Nos robaron una ilusión y un día histórico. Nos robaron por momentos el creer en los valores del rugby y en el colegiado como agente imprescindible en nuestro juego y fundamental en la conservación y propagación de nuestros principios. Fue un atraco, con premeditación y alevosía. Por cierto, ¿no sería también robado el coche en el que huyo el caco? ¿No se pillaría al cerrar la puerta sus hilos de patética marioneta?

Todo este espectáculo bochornoso justifica sin condición todas las reacciones y comentarios vertidos. Todas, menos la que tuvieron los jugadores. Que entendiendo su indignación, su rabia y su calentón, deberían haber dejado al mafioso de negro que viva eternamente sin poderse mirar a un espejo. Porque entonces, cuando lo haga, su conciencia caerá implacable sobre su pobre espíritu.

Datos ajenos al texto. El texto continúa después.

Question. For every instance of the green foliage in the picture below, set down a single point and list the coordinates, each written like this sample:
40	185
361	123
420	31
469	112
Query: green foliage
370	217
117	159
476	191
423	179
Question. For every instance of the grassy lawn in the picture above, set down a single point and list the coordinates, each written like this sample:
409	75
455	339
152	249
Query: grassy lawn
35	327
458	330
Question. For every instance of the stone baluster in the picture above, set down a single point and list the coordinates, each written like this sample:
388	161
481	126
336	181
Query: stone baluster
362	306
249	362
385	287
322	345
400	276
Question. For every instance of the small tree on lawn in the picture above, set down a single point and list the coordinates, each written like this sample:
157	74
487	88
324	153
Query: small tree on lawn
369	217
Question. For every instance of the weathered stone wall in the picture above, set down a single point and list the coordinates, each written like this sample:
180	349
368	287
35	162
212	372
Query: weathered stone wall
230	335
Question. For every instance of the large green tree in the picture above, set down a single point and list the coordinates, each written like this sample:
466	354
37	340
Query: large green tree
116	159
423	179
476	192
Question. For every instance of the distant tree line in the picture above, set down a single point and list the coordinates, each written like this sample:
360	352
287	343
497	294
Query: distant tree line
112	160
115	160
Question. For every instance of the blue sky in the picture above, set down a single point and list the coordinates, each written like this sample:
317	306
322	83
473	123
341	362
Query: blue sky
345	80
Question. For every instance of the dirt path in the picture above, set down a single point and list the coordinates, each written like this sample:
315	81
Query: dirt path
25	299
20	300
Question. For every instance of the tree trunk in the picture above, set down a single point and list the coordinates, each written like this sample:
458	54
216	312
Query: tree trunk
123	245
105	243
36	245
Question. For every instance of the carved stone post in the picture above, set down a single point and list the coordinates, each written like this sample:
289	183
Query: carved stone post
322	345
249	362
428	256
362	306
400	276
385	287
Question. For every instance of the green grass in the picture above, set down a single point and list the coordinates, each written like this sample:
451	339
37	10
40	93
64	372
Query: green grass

Los valores del rugby y su respeto a la figura del colegiado no significa que todo vale. Los valores del rugby no significa dejarse llevar por la manada del “buenismo” y lo políticamente correcto. Los valores del rugby no implica huir del conflicto y hacer como que aquí no ha pasado nada. Al contrario, los valores del rugby son implacables frente a la mentira, frente a la trampa, frente a la manipulación y contra el reírse de los demás. Por eso aplaudo a todos aquellos que han utilizado la palabra, oral o escrita, para sacar la cara por el oval y por la filosofía del rugby.

Si existe honestidad y justicia en nuestro deporte, al nivel profesional, el partido debería repetirse. La profesionalización de nuestro melón queda en entredicho. En el momento en el que lo que está en juego es además de lo meramente deportivo mucho dinero, parece que nuestra filosofía hace aguas. Y es que al final, está en manos de seres humanos, de carne y hueso. Tristemente la duda quedará siempre en el aire, junto a la respuesta de la canción.

Estando como están los valores del rugby tendidos en la lona sufriendo en silencio la cuenta del árbitro, ¿tiramos la toalla? Yo, como se avecina la Semana Santa, no la tiro. Al contrario, como hizo el de Nazareth, me la ciño.

Porque sigo creyendo en la revolución del oval.